Le bulletin de vote, ce n’est pas automatique
Là aussi, les bulletins de vote sont à la charge des candidats. Les électeurs n’auront donc pas forcément les 33 bulletins à disposition dans leur bureau de vote. Soit parce qu’une liste n’imprimera pas en quantité suffisante les siens, pour pouvoir les transmettre partout sur le territoire, soit tout simplement parce qu’elle n’en imprimera pas du tout.

Il est en revanche possible de mettre à la disposition des électeurs un bulletin téléchargeable sur Internet, à condition que celui respecte les nombreuses règles prévues : format du document (un A4 au format paysage), grammage du papier (70 grammes), couleur unique sur papier, avec mention du nom de la liste et des 79 candidats (mais aucune autre personnalité possible), etc.

Les électeurs pourront également recevoir un bulletin par courrier, en même temps qu’une profession de foi (appelée circulaire), les jours précédent l’élection. L’envoi et la distribution sont ici à la charge de l’Etat. A charge à la liste d’adresser ces documents à temps aux commissions de propagande situées dans chaque département.
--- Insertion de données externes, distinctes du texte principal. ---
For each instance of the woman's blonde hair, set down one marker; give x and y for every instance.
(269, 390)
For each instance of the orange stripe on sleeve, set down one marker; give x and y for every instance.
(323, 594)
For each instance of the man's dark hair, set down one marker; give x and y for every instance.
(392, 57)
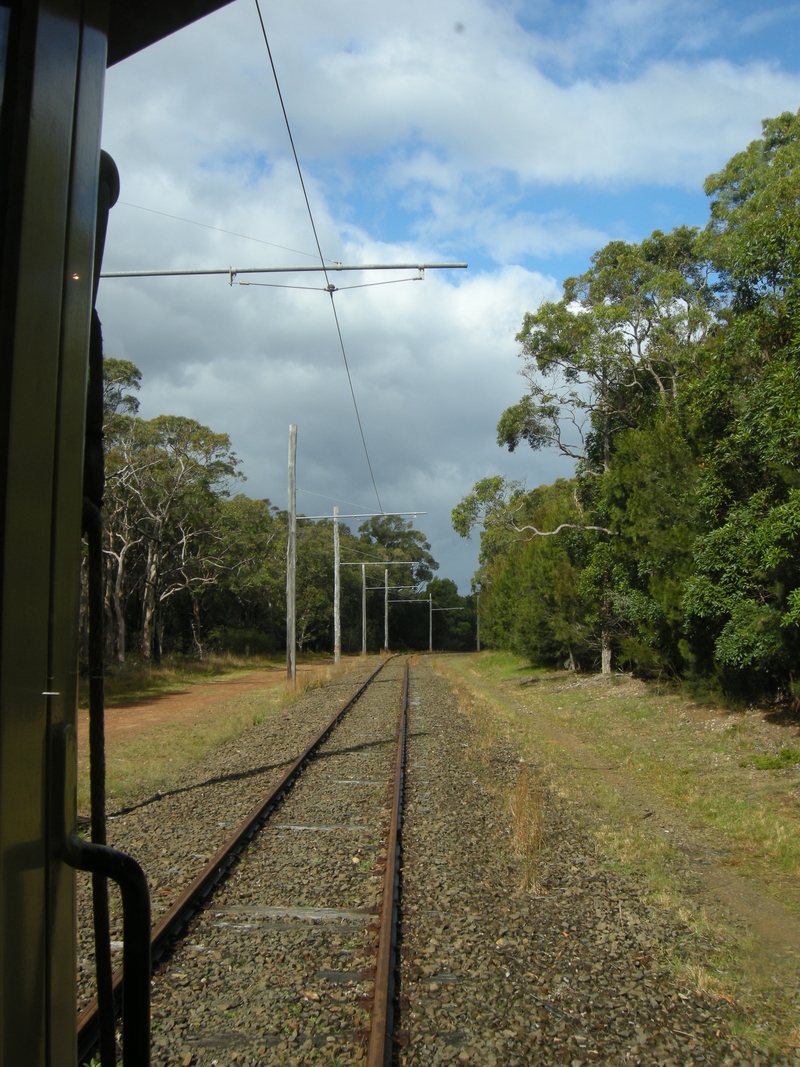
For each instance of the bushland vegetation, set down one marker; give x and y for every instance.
(195, 568)
(668, 377)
Dans les médias, des temps de parole en fonction du poids des parlementaires
A partir de lundi prochain, et jusqu’au vendredi 24 mai à minuit, les spots de campagne électorale vont revenir à la télévision et la radio publique. Ils permettront une expression libre de chacune des listes. Cette fois, toutes les dépenses liées à la production et la diffusion de ces spots sont directement prises en charge par l’Etat, précise le ministère de l’Intérieur.

Mais les règles ont quelque peu changé depuis une loi de 2018, afin de favoriser le temps d’antenne des formations les mieux représentées au Parlement. Concrètement, ce temps est décompté suivant trois parties :

une durée d’émission de trois minutes pour chacune des listes;
une durée d’émission de deux heures partagée entre les listes en fonction du nombre de députés, de sénateurs et d’eurodéputés déclarant les soutenir. Les élus en question doivent faire connaître leur choix d’ici à ce mercredi.
une dernière durée d’émission d’1h30 répartie par le Conseil supérieur de l’audiovisuel (CSA), qui pourra rééquilibrer les temps d’antenne des listes en fonction de leur représentativité autre que celle au Parlement, par exemple au regard des résultats obtenus lors des précédentes élections. Par exemple, si le RN pourrait pâtir de son faible nombre de parlementaires nationaux, son temps sera rééquilibré grâce à cette troisième fraction.
Les plus petites listes, en mal de soutien parlementaire et plus généralement de poids dans le débat politique actuel, auront donc moins de temps de parole. A noter que c’est le CSA qui déterminera, au plus tard jeudi prochain, l’ordre de passage des différentes listes à l’antenne. Le jour ou l’horaire de diffusion de ces spots ne seront donc pas les mêmes, étant exclu que les 33 spots se suivent en une seule fois sur une même chaîne.